Le volet international du Plan rivières, annoncé en décembre par l'administration Labeaume, a été lancé lundi. Il permettra de développer un concept d'aménagement des berges de quatre rivières, soit Cap-Rouge, Beauport, Montmorency et Saint-Charles, incluant son affluent de la rivière du Berger.

Le concours s'adresse aux experts en écologie urbaine, en aménagement et en design urbain de toute la planète. Ceux-ci doivent présenter leur concept en mots et en images sur de grandes planches allant du général au particulier.

Les intéressés doivent se manifester d'ici le 30 juin et faire parvenir leur dossier au plus tard le 25 août. Un jury présidé par l'architecte du paysage de renommée internationale Jan Dirk Hoekstra fera ensuite l'analyste et choisira trois gagnants. Les noms seront rendus publics le 11 septembre. Le premier prix est assorti d'une bourse de 100 000 $. Les deuxième et troisième places permettront de mettre la main respectivement sur 60 000 et 40 000 $. 

«On va aller chercher ce qu'il y a de meilleur dans le monde. Je pense que les meilleurs spécialistes vont vouloir participer à ça, ne serait-ce que pour avoir leur nom quelque part», a souligné M. Labeaume. 

Celui-ci estime par ailleurs que pareil concours est «la méthode la plus économique pour aller chercher le maximum d'idées dans le monde». En comptabilisant toutes les dépenses afférentes, on parle d'un déboursé de 335 000 $. Un bureau de projet pour arriver au même résultat coûterait au moins 500 000 $ selon le maire. 
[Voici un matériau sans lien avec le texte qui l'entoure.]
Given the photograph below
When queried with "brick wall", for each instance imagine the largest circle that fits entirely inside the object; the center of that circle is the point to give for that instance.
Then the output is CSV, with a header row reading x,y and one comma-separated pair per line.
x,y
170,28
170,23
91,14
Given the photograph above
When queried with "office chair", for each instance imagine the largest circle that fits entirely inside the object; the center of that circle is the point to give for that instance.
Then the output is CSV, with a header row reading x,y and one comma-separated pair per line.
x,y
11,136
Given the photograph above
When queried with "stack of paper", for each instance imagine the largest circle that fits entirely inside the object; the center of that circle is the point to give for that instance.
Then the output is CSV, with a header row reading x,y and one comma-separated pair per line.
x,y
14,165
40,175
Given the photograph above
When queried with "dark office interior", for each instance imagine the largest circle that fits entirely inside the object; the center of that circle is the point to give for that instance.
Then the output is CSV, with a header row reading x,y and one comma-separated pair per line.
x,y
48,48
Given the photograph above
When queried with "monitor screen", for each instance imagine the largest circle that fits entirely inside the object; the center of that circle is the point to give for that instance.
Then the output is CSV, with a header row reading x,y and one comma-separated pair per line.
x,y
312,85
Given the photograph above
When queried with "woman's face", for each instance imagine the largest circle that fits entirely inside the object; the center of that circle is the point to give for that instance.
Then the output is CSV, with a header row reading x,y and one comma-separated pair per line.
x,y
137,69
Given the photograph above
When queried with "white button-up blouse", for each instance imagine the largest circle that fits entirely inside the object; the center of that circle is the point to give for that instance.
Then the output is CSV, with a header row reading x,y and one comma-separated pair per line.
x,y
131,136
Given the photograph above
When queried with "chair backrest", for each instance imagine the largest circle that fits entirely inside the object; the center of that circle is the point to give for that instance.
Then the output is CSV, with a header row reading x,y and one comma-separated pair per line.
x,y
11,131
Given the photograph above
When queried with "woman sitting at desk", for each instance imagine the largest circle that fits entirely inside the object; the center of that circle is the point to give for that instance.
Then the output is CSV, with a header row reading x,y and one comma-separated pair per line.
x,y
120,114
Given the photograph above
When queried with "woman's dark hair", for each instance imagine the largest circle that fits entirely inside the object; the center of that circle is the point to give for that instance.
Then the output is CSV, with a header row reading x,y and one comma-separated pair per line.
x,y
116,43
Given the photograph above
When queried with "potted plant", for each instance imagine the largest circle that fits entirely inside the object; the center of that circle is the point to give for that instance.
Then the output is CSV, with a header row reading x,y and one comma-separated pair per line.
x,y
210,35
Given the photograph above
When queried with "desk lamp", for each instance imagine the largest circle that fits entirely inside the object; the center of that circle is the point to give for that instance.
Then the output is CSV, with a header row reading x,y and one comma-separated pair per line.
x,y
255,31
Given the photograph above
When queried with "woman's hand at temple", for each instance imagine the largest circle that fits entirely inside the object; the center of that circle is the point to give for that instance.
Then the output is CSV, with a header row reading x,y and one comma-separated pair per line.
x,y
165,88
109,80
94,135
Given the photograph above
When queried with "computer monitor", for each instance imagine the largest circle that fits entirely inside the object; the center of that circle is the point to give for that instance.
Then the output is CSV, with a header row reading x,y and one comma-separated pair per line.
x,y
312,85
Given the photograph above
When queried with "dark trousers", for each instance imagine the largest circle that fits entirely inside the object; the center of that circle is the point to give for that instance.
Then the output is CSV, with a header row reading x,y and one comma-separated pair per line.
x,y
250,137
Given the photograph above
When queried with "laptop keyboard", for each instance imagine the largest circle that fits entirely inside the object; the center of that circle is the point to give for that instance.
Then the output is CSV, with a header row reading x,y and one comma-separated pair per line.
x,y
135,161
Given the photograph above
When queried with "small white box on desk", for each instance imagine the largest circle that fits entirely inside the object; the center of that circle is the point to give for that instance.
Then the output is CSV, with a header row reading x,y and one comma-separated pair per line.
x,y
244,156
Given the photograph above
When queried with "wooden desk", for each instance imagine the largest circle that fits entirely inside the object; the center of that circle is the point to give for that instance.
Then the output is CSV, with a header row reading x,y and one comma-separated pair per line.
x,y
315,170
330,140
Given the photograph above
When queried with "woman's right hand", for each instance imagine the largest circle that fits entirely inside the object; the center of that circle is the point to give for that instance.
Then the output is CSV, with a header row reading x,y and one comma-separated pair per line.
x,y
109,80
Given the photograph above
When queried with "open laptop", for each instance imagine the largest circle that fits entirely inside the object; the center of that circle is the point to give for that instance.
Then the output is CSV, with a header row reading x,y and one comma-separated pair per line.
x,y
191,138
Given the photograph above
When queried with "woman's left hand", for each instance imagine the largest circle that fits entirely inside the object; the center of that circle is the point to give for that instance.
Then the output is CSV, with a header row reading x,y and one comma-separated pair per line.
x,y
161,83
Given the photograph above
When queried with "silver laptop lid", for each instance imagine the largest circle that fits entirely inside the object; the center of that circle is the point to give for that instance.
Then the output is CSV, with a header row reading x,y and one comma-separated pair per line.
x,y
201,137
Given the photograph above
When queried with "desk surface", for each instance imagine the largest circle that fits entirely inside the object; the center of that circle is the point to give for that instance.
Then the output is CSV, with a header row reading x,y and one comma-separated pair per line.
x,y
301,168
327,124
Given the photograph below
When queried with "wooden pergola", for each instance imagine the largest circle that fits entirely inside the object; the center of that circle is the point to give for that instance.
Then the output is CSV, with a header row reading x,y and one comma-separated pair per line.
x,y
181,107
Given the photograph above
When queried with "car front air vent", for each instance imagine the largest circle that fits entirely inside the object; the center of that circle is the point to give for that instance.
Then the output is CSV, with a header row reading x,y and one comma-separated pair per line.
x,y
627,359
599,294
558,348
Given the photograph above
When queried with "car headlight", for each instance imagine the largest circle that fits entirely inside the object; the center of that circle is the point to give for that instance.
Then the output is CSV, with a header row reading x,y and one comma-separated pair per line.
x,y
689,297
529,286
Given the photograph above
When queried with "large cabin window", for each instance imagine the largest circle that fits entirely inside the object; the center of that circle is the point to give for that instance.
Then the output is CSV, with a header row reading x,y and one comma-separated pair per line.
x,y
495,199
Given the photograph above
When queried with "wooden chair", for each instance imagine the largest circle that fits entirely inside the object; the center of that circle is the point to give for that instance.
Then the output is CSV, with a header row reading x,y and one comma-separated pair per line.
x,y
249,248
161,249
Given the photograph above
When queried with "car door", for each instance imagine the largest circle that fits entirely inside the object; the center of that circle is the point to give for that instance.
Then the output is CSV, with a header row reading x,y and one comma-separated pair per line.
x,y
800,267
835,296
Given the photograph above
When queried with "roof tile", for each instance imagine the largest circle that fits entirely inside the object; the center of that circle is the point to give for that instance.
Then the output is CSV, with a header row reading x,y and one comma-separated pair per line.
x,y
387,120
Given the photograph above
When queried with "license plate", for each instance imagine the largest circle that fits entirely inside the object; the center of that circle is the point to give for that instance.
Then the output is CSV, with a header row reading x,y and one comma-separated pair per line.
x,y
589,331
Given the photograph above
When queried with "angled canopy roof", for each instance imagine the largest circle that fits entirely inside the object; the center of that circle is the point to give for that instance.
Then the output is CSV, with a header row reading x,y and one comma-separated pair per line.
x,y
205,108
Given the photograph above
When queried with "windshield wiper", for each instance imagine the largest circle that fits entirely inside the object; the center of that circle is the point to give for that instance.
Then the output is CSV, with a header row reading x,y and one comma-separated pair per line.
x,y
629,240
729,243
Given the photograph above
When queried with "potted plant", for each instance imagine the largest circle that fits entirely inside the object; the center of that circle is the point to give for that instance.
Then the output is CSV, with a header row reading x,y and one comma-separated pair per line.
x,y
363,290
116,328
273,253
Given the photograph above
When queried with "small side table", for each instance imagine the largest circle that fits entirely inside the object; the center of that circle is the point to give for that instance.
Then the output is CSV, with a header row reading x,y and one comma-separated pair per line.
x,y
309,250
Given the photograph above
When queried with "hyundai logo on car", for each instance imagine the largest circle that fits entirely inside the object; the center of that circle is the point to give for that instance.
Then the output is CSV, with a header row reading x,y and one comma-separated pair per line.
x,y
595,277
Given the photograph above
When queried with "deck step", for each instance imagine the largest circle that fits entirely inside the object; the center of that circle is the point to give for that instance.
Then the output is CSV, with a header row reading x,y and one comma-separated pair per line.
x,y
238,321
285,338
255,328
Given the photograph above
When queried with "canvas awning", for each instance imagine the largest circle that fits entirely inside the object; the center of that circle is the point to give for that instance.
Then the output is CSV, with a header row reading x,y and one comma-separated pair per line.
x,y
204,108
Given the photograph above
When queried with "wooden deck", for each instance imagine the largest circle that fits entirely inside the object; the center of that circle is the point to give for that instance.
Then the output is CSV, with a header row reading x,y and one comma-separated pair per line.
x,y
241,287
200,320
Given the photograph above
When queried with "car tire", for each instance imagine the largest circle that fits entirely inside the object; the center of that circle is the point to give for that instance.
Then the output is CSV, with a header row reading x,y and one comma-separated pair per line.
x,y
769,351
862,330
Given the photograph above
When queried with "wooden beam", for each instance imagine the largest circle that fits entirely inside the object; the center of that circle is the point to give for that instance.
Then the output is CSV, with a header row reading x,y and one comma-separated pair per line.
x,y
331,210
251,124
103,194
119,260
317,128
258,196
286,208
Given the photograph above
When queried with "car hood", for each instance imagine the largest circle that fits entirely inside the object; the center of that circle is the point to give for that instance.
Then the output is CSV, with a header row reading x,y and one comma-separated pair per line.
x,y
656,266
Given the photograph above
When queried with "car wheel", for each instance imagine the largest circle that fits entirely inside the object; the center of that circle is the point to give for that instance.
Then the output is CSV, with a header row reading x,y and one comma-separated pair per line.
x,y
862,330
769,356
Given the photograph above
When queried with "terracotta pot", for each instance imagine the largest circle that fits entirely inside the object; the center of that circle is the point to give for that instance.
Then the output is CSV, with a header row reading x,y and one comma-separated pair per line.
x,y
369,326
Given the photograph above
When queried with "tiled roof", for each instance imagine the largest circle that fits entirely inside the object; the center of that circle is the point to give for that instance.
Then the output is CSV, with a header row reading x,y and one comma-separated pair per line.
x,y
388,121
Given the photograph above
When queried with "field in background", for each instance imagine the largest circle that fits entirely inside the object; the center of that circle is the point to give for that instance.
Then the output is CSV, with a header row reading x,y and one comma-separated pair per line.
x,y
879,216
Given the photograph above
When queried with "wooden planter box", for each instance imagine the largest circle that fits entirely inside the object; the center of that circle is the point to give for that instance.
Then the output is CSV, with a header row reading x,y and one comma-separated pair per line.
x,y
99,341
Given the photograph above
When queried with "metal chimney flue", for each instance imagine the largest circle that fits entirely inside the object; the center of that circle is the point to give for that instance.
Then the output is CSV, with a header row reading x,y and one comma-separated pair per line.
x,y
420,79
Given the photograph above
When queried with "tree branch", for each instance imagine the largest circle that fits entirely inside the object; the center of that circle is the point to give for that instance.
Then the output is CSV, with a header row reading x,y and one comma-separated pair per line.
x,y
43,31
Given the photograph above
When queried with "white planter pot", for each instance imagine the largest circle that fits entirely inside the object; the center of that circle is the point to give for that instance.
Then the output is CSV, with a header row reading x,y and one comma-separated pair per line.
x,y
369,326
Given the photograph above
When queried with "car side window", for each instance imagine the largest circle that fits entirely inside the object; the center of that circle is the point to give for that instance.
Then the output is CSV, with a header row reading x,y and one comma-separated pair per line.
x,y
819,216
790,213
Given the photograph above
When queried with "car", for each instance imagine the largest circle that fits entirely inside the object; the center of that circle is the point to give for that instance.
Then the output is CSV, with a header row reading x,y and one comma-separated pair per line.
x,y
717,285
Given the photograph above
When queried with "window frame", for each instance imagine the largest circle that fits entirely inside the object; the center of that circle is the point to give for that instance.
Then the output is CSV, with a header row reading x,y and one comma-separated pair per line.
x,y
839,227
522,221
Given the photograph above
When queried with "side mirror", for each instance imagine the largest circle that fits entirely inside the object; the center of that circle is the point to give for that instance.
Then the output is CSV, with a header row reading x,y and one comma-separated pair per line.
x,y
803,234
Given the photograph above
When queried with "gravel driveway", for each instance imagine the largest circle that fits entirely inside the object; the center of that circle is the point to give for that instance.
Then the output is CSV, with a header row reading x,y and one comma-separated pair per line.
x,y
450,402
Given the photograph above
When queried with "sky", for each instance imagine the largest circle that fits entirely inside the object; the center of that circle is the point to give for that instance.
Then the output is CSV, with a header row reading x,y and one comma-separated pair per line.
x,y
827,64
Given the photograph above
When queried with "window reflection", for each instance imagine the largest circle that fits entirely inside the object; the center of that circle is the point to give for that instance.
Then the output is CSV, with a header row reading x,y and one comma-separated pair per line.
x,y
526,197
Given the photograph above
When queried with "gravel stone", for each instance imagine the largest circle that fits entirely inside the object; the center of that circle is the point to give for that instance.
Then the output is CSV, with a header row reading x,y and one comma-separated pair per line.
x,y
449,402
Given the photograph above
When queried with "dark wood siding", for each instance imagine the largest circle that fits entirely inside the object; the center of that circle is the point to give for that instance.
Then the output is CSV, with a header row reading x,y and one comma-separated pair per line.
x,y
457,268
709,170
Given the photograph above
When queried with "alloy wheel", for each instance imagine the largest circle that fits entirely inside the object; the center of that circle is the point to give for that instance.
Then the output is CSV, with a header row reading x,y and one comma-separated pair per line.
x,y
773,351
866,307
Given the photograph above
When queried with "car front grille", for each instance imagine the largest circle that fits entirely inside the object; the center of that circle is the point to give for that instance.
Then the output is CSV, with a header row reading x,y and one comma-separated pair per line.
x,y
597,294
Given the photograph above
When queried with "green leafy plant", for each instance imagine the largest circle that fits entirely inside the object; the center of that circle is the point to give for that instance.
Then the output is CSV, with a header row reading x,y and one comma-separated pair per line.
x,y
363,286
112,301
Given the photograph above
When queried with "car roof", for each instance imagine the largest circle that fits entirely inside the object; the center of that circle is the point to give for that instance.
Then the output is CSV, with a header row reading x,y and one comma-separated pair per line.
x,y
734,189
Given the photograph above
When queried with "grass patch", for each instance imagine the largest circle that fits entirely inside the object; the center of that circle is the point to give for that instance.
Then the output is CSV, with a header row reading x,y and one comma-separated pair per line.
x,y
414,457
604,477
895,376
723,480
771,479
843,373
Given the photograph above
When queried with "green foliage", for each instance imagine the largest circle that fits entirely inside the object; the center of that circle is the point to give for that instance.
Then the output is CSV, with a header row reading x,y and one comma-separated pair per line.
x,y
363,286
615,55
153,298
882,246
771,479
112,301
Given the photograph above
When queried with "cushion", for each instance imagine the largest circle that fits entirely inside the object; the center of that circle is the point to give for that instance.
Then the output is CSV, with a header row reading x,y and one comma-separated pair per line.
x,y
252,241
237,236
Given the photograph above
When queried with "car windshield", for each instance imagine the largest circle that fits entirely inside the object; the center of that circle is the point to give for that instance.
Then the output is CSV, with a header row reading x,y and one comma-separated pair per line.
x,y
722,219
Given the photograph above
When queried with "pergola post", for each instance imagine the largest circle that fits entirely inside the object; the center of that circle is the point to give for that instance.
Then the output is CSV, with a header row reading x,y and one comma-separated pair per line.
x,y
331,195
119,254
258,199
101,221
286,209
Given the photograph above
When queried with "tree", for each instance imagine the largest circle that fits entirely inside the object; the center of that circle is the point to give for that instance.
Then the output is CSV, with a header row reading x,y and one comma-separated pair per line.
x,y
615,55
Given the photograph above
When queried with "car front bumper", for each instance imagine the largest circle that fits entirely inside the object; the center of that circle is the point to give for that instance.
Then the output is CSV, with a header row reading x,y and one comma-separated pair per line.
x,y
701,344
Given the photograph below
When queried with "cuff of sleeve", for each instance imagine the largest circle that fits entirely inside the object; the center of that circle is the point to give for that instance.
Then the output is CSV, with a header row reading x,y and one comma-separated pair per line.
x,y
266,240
Pour la réalisation des projets, une première somme de 11,3 millions $ est prévue au programme triennal d'immobilisations (PTI) 2017-2019, mais l'investissement total pourrait être plus important. Le processus classique d'appel d'offres public sera alors suivi. 

«L'objectif qu'on a, c'est que ça soit marquant. [...] Ça sera de classe mondiale», a ajouté le maire Labeaume pour achever de convaincre ses concitoyens de la pertinence de la démarche. 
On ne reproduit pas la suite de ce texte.